Mourning a pianist, and an era
The tributes have poured forth, including from NPR, since the not unexpected news yesterday of the death of pianist Van Cliburn. We'll do our own part on WFCR with broadcasts of several of his finest performances over the next few days. Celebrated for his victory in the 1958 Tchaikovsky Competition in Moscow, Cliburn enjoyed a relatively brief period in the spotlight before phasing out his concert career just 20 years after he burst onto the scene. That means that the majority of current classical concertgoers never heard Cliburn at his peak, if at all, and know him only from recordings and from the quadrennial piano competition that bears his name. Why then, do I, a member of the post-Cliburn generation, feel his loss so strongly?
Because in addition to losing a great artist, a living link to a bygone era of American classical music has also been lost — an era when a classical musician could be a household name and million-selling recording artist, could get his picture on the cover of Time magazine, and could even be a national hero. Think about it: What current American classical musician even approaches the level of celebrity Cliburn enjoyed at the beginning of his career? No, not every musician should aspire to such stature, and one should be mindful on the evident toll it took on Cliburn. And the unique circumstances of the times, when cold war tensions were combined with an appreciation for classical music that no longer exists, cannot be replicated.

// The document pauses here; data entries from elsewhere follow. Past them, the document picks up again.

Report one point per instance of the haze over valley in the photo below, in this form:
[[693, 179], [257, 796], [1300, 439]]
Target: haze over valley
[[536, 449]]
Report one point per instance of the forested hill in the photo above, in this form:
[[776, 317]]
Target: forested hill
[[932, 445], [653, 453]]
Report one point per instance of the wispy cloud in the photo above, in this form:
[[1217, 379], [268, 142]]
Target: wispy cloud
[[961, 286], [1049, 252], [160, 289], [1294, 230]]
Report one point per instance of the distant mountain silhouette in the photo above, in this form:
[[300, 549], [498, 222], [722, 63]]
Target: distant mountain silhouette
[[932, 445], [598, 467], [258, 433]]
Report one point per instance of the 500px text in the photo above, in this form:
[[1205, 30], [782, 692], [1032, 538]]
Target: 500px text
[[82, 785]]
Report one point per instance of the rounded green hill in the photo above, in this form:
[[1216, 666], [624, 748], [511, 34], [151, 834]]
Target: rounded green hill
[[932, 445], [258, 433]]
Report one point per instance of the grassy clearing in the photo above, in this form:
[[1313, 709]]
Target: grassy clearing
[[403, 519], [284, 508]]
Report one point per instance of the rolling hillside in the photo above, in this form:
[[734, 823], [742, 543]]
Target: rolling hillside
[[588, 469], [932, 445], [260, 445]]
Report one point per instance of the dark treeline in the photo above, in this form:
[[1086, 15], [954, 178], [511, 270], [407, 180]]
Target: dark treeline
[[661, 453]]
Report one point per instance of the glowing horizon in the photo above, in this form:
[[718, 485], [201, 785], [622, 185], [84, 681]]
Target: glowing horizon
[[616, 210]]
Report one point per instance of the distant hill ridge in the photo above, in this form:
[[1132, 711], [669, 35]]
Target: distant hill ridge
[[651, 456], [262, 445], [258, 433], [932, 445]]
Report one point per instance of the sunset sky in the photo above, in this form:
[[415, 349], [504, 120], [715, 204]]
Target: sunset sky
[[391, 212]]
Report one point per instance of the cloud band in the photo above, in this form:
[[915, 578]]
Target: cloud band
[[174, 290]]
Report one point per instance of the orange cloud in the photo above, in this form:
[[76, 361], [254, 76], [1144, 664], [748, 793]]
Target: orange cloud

But in classical music, as in other branches of the arts, a single popular figure can call attention not just to himself or herself, but also to others working in the same field. And having such a figure to brag about (as well as to cast barbs of jealousy at) is a sign that the art form matters not just to those on the inside, but to the broader culture on the outside. To paraphrase Paul Simon: Where have you gone, Van Cliburn? And when will we see your likes again?